Search code examples
markdowndocxpandoc

Disable pandoc convert the image’s alt text to a paragraph when docx to markdown


I have a markdown document containing remote image links named input.md:

Using Pandoc to convert documents

![this is the image caption](https://i.sstatic.net/sk5Pr.png)

Pandoc is really *awesome*!

And with the command below to convert it to docx:

pandoc input.md -o output.docx

After getting output.docx, then converted it to markdown again:

pandoc output.docx --extract-media=. -t commonmark-raw_html -o output.md

Here the option ommonmark-raw_html was applied to disable the image size’s tag, and the converted content of output.md:

Using Pandoc to convert documents

![this is the image caption](./media/rId20.png)

this is the image caption

Pandoc is really *awesome*!

You can see the image’s alt text this is the image caption was displayed twice. The first one was the actual image’s alt text, and second was a paragraph below. But I would like to remove the paragraph of the image’s alt text, which was redundant.

Why did I converted markdown twice here? Because I wanted to replace the remote image link with the local image link in markdown.

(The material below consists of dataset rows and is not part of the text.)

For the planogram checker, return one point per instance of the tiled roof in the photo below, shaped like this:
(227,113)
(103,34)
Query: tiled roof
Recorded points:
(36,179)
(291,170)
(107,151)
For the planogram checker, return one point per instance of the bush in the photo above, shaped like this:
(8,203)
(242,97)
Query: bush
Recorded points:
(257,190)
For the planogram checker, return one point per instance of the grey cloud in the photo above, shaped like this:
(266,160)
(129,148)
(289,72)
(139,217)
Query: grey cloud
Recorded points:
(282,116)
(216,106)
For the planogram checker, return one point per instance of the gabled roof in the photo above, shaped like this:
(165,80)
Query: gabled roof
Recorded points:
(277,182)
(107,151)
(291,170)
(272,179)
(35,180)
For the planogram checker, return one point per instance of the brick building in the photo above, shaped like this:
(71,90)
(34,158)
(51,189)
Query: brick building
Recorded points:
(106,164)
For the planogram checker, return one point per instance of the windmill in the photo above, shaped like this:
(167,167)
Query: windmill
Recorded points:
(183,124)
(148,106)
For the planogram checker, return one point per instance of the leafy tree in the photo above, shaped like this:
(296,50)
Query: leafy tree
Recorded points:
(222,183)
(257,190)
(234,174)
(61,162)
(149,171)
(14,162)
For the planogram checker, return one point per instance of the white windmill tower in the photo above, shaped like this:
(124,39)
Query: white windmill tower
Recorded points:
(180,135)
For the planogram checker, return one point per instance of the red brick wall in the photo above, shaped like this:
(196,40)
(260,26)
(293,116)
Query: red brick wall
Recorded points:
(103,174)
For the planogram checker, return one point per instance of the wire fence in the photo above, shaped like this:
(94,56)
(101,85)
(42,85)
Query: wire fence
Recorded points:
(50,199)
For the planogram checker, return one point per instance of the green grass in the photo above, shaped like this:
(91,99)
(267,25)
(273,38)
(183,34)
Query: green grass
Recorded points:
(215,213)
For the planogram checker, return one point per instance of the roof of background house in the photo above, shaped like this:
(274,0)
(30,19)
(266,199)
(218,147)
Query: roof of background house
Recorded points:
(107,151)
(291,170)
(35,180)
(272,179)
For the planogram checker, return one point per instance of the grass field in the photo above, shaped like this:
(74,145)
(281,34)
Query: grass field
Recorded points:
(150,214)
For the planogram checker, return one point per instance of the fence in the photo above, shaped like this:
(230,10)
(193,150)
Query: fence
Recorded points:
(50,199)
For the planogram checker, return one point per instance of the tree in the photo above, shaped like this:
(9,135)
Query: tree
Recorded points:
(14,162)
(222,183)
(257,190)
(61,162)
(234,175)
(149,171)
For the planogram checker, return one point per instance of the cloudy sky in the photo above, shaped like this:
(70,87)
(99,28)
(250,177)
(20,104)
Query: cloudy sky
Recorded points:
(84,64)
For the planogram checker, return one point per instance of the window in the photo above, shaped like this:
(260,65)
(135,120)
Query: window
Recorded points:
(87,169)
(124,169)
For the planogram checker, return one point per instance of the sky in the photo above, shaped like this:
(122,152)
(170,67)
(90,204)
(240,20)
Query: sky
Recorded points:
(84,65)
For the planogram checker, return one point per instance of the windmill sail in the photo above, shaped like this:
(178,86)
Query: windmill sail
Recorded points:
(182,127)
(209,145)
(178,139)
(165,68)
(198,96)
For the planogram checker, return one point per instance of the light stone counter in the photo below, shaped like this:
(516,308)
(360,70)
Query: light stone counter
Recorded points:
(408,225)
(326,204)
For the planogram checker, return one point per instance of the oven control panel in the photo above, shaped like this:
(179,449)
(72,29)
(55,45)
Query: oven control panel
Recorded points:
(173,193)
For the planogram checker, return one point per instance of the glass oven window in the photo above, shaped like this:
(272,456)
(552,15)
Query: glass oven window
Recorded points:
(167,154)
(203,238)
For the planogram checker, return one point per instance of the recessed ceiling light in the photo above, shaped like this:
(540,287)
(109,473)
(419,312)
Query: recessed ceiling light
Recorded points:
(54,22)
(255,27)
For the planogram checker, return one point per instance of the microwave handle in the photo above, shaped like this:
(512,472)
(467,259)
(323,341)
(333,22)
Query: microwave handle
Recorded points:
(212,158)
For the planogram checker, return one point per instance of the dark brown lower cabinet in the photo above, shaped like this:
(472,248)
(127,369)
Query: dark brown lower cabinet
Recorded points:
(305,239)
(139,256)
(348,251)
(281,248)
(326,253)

It would be great if you have any suggestion to resolve the issue. Thanks in advance!


Solution

  • The easiest way is possibly to convert directly to Markdown while using the --extract-media option:

    pandoc input.md --extract-media=media -t commonmark -o output.md
    

    That option can be used with any input format, it's just not as common. But this is one of the use-cases where it makes sense.